Chrissy’s job was to forage. She looked for berries every day but hardly found any that were edible. She picked up acorns that they could boil and blanch to eat later, they were a great source of nutrients and protein. That night, she got lucky and found a clearing full of clover and dandelions and it took her almost until dark to pick the clearing clean of them all.

She heard shuffling in the woods around her and spun around to see a bunch of hunters, Jeff among them, passing by her as they made their way back to camp.

“Find any deer today?” she called out to them.

“Sorry, but it’s not on the menu,” Jeff answered, and held his arm up for her to see his spoils.

“Tonight, we’ve got squirrels. And more squirrels. And one raccoon.”

“Ooo,” she said. Raccoons were delicious, turns out.

She followed the hunters back to the camp. The tents were all erect, a few fires burning, and Chrissy went directly to the fire tended by her friend Julia.

“Water is already boiling,” Julia said, and Chrissy passed her the bag of acorns.

“Great, we’ll only have to boil these things five times before they’re ready,” Chrissy’s voice dripping with sarcasm.

It was full dark, and Chrissy wandered around the edges of the camp, looking for Jeff.

They had been friends for so long, she wondered if Jeff would ever think of her the way she thought of him. She wondered whether he missed sharing a tent with her now that they were with this group and he was sleeping in a tent with the single hunters and her among the single women. She had to know; she needed a sign.

She found him washing his hands in a bucket of water, scrubbing away the blood from whichever squirrel he just prepared for their dinner.

“Hey there,” he said to her and smiled.

“Hey,” she smiled back.

“I have a surprise for you,” he said. “Hold on.”

Chrissy waited and a moment after stepping into his tent, Jeff was before her again, holding something behind his back. He swung his arm around to show her with a flourish.

A bouquet of white and yellow daisies.

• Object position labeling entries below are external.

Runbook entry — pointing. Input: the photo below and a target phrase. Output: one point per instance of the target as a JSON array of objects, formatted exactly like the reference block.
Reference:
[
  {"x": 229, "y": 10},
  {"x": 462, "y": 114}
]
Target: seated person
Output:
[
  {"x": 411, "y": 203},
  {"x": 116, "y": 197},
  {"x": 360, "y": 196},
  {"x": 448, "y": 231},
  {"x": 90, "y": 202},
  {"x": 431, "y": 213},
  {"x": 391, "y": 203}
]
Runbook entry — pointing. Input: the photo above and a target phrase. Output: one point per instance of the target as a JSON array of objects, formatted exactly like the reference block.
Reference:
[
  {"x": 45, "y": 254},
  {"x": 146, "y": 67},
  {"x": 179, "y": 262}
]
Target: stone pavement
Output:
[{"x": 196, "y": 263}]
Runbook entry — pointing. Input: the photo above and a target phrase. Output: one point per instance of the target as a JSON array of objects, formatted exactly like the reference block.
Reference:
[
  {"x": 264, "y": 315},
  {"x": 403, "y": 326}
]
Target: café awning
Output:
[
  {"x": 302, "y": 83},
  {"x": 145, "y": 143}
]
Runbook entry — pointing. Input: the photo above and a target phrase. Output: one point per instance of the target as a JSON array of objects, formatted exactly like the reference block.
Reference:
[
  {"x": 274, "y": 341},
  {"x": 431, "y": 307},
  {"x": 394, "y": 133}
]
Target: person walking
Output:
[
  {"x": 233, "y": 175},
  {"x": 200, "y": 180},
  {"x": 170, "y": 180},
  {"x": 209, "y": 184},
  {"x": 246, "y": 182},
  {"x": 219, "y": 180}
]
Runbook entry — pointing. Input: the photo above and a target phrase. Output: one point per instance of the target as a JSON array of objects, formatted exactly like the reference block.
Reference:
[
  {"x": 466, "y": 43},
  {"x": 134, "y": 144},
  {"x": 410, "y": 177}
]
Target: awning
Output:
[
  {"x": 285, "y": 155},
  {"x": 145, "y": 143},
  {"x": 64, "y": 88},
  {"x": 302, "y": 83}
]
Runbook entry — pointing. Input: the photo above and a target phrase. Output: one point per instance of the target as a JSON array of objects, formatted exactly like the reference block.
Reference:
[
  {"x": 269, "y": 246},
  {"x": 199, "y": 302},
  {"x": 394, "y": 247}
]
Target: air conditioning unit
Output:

Their stems were sagging and their petals drooped toward the ground, but Chrissy didn’t care, she took them when they were held out to her.

“Thank you,” she said, taking the mangled and wilting beautiful thing from his hands. “What are they for?”

“For eating!”

“Then let’s share,” she said.

They stole away into the woods.

“I have a surprise for you, too,” she said and led Jeff into the clearing where she’d picked all the clovers.

“So, what’s the surprise?”

Chrissy pointed up and looked with him at the magnificence of the constellations above them – Orion, the Pleiades, all the other stars shining brighter than they’d ever seen in their lives, ever since the power went out for good.

“Aren’t they beautiful?” she asked him.

He shrugged.

“I guess they’re okay, but they’ve got nothing on you.”


This piece was written for Yeah Write using the prompts Pleiades, and “Sorry, but it’s not on the menu.”